How to Draw a Warthog

In this quick tutorial you'll learn how to draw a Warthog in 11 easy steps - great for kids and novice artists.

The images above represent how your finished drawing is going to look and the steps involved.

Below are the individual steps - you can click on each one for a High Resolution printable PDF version.

At the bottom you can read some interesting facts about the Warthog.

Make sure you also check out any of the hundreds of drawing tutorials grouped by category.

How to Draw a Warthog - Step-by-Step Tutorial

Step 1: Start by drawing the Worthog's head. Make a series of curved lines, starting at the very top left of the head. Curve it down, then out towards the left pointy cheek. Turn the line back in, before turning down. Curve it out to start making the snout, and where the tusk will go. Curve it back down, and make a bumpy curve to make the snout. Keep drawing the curve back up towards th top, turning slightly to the right to make space for the next tusk.

Step 2: Draw in the tusks near the bottom of the shape you've drawn. They are two curves that meet at a point, and join to the head at the curves near the bottom on either side of the nose. On the nose, draw two circles for nostrils, and two lines above the snout.

Step 3: Now for the ears! Make a triangle with curved edges for the left ear, with an extra curved line on top to make it look a bit thick. Then add the curve of the top of the animal's head, before putting in the other ear. Two curves to start it, then a straight line down, followed by a curved line to the left and down to make the bottom of the right ear.

Step 4: Next we can draw the Worthog's eye! Make an oblong oval for the circle around the eye, and a line near the top to make the eyeball itself. Add a curved line above to make an eyebrow and you've drawn the eye!

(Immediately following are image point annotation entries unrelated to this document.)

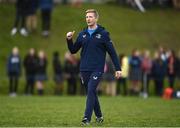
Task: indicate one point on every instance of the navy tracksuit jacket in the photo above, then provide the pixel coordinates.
(93, 55)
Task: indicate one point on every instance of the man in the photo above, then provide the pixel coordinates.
(94, 41)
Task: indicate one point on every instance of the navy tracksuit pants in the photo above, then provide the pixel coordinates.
(91, 80)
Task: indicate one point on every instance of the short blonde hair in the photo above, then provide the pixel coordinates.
(96, 14)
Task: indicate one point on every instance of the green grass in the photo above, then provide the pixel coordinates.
(68, 111)
(128, 28)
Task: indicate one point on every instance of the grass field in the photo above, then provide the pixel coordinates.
(68, 111)
(128, 28)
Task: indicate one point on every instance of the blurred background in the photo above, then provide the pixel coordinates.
(34, 58)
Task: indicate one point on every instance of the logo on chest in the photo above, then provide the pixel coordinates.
(98, 36)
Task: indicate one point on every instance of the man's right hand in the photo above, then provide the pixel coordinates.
(69, 35)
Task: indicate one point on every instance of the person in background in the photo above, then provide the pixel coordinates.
(46, 7)
(146, 66)
(14, 71)
(122, 81)
(95, 42)
(21, 12)
(71, 67)
(172, 68)
(58, 76)
(30, 65)
(158, 73)
(41, 75)
(31, 20)
(135, 72)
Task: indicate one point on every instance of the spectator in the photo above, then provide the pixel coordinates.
(46, 7)
(41, 72)
(158, 73)
(135, 72)
(146, 70)
(14, 71)
(178, 66)
(122, 81)
(31, 15)
(21, 6)
(176, 4)
(77, 3)
(30, 63)
(71, 69)
(109, 78)
(172, 63)
(58, 77)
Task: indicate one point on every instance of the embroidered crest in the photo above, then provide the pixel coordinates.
(98, 36)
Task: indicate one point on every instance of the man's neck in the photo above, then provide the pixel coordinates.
(92, 27)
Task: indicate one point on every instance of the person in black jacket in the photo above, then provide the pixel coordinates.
(159, 68)
(21, 12)
(30, 63)
(58, 76)
(95, 43)
(31, 19)
(41, 75)
(172, 68)
(14, 71)
(72, 70)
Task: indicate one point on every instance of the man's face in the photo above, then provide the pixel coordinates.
(91, 20)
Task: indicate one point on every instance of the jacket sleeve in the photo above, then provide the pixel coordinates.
(74, 47)
(111, 51)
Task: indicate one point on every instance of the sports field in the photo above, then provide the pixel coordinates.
(68, 111)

Step 5: Now for the first leg. It should start just behind the animal's snout, and travel down in a gently curving line. The shape should look a bit like a tree's trunk with a small root growing off the back. Just under the leg on the front should go two small triangles to make hooves.

Step 6: Draw a small line that goes horizontal, before curving down into a long, bent tree shape just like the first leg. Add two triangle shapes to make the hooves, then draw the line going back up slanting towards the back gently. Now you have two legs!

Step 7: Give your Warthog a belly by drawing a curve the goes into a rounded curve, pointing up.

Step 8: Now draw the hair. This can be accomplished by making a jagged line between the ears, and then two curved lines that go down and to the right. The bottom line is the shape of the animal's back, while the top line is the shape of the hair. The two lines should be connected by a jagged line to make it look fuzzy.

Step 9: Now for the rear leg! Draw a curve that starts in the middle of the hair you've drawn, and makes a hump for the Warthog's rear. It should then travel down into another tree-like shape, with two small triangle hooves at the bottom.

Step 10: Now let's add a leg that bends back at first, before traveling down into two more triangle hooves. Add a small spike shape at the rear-back of the leg to make it look really good!

Step 11: Lastly we can make the tail! Just a line that travels down, curving behind the rear hump of the animal, and ends in a small, thin triangle. And now you're done! The warthog is finished!

Interesting Facts about Warthogs

Warthogs are wild pigs that live in Africa, south of the Sahara Desert. They have wart-like bumps on their faces, which are not warts at all. These bumps store fat, which protects warthogs during fights with other warthogs or predators. Although they have protection, warthogs are not fighters; they would rather run away when attacked.

Did You Know?

  • Warthogs like to submerge themselves in water or mud to keep cool. Mud also keeps flies away from their body.
  • Warthogs can run as fast as 30 miles per hour.
  • Warthogs live in family groups. These are called sounders, and they usually consist of female warthogs and their young.
  • Adult warthogs average 110 to 330 pounds.
  • Female warthogs give birth to up to four piglets at a time.

Warthogs have four tusks, two on each side of their large snout. The two lower tusks average about six inches long, and the upper curved tusks can grow to be about two feet long. They use their snout and tusks to dig underground for shoots and bulbs, which are part of their daily diet. Warthogs also eat grasses, tree bark, and berries. They will sometimes eat the meat of dead animals, called carrion.